It is very important to inspect the feedback to make sure the compiler is doing what you have asked of it.

Now, **Run** the application in default mode (without entering any argument) and **Validate** the output to verify we are getting the correct result/output. We have already made a copy of the `reference.nc` (output of the serial code). Rename the current output to `new.nc`, copy it to the *checker* folder and compare it to the “correct” output (`reference.nc`) by running the `checker.py` code (a simple code written to “check” the output as we make changes to the code (including offloading computation to the accelerator or optimizations)). The `checker.py` code, looks for largest error and largest “difference” – computes % difference. It looks for largest error and largest “difference” – computes % difference.

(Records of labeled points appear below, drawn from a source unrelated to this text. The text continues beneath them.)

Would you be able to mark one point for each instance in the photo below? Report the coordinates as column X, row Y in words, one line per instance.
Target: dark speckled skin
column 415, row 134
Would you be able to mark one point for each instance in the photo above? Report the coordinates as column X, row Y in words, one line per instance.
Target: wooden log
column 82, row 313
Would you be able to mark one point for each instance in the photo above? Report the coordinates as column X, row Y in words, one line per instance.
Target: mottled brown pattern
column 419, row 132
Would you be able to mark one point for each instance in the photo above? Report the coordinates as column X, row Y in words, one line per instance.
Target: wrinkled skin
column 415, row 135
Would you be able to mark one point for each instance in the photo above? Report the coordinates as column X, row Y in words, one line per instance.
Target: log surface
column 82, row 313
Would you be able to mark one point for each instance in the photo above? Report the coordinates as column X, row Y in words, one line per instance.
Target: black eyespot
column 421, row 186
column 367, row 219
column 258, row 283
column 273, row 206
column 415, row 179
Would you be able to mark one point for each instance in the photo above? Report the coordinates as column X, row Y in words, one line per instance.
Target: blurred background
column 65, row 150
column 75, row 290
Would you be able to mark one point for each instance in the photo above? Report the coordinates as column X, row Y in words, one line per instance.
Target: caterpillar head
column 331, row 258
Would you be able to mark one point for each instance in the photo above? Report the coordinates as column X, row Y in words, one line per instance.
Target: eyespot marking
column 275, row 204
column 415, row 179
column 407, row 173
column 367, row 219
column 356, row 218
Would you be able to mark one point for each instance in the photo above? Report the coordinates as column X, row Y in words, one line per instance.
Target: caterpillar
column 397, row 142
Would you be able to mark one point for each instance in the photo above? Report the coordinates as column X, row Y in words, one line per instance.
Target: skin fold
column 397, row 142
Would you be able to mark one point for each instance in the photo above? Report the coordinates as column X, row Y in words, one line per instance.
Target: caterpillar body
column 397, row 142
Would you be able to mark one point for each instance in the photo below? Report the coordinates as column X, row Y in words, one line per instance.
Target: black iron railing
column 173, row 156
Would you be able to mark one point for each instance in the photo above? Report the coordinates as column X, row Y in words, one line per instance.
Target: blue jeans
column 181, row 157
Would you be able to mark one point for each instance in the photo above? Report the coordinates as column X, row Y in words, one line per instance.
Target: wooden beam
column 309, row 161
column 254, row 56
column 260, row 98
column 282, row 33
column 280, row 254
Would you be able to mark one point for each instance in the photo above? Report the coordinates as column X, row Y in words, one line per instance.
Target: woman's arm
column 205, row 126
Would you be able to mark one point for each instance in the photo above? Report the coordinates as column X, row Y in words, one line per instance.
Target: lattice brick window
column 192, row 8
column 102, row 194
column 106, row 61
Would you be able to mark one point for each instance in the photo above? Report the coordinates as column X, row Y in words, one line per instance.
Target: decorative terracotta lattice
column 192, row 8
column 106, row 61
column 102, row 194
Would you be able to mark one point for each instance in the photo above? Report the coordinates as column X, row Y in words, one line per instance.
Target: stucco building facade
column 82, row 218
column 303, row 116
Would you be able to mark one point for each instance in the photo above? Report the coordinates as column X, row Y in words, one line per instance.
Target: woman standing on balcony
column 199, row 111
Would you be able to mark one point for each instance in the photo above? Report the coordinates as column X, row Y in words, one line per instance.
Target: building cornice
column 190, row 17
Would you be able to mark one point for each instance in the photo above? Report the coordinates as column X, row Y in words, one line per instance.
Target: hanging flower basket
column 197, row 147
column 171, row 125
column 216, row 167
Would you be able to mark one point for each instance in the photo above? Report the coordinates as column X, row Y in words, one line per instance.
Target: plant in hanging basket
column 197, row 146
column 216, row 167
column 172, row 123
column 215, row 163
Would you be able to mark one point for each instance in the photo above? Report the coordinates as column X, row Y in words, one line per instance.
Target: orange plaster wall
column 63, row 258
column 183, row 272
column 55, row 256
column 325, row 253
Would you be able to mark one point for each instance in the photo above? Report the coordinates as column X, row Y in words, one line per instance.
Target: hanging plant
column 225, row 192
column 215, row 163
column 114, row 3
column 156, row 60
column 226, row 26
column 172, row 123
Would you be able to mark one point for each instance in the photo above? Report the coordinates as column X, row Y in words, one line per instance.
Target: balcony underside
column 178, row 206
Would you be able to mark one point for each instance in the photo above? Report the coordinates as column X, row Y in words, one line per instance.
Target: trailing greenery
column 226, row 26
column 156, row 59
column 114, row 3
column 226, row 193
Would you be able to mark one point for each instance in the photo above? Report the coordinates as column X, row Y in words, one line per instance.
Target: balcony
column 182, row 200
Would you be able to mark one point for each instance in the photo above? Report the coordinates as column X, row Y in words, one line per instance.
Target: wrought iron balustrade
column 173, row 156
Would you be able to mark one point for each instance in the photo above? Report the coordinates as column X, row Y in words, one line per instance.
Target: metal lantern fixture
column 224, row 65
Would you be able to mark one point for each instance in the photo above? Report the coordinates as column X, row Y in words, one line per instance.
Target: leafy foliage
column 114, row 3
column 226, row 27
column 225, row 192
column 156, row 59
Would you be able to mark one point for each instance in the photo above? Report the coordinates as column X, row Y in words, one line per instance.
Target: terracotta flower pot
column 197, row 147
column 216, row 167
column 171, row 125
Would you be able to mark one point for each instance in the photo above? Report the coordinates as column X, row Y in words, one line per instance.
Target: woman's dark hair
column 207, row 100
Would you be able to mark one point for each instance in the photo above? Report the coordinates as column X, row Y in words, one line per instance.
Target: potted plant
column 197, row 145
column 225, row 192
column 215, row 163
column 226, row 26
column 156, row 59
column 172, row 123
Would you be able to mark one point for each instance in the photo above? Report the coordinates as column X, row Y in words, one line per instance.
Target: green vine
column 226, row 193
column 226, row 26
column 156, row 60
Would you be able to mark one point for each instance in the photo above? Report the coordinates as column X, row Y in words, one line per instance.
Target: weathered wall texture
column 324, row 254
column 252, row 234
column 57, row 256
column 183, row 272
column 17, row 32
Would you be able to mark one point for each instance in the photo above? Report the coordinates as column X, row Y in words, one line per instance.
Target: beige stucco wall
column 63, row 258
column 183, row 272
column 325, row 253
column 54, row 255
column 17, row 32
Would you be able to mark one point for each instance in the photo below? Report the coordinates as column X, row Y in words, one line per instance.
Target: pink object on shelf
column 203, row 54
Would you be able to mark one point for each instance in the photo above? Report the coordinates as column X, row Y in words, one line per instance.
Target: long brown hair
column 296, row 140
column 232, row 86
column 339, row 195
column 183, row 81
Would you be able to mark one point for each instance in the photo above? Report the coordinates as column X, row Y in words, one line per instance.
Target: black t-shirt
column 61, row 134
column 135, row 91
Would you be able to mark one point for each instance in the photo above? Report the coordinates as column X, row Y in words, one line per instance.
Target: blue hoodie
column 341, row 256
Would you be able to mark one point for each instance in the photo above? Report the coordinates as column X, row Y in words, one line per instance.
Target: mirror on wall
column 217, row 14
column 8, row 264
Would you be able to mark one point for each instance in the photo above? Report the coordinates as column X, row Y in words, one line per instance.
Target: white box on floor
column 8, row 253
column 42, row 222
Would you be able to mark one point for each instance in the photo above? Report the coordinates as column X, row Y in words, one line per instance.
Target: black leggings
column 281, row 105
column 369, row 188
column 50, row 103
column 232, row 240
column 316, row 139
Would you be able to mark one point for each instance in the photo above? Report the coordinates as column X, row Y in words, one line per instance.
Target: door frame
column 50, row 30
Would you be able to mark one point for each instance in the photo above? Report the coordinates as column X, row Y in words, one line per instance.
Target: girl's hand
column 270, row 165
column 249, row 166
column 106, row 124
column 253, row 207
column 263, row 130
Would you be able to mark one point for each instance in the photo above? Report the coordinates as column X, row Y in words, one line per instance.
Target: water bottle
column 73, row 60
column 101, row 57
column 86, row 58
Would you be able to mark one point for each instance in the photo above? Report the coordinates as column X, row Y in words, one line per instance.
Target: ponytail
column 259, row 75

**NOTE:** We validate against smaller values of `nx_glob`, `nz_glob` , and `sim_time`: **40, 20 , 10** (Make sure to modify the file accordingly)

In [None]:
!./miniWeather

Now, copy the output to the *checker* folder and **Validate** the output.

In [None]:
!cp reference.nc ../../checker/new.nc
!ipython ../../checker/checker.py

Once you verified the output to ensure the correctness of the application and that its functionality is not broken, **Profile** it with Nsight Systems command line `nsys`.

In [None]:
!nsys profile -t nvtx --stats=true --force-overwrite true -o miniWeather_3 ./miniWeather

You can see that the changes made actually slowed down the code and it runs slower compared to the non-accelerated CPU only version. Let's checkout the profiler's report. [Download the profiler output](miniWeather_3.qdrep) and open it via the GUI. 

From the "timeline view" on the top pane, double click on the "CUDA" from the function table on the left and expand it. Zoom in on the timeline and you can see a pattern similar to the screenshot below. The blue boxes are the compute kernels and each of these groupings of kernels is surrounded by purple and teal boxes (annotated with red color) representing data movements.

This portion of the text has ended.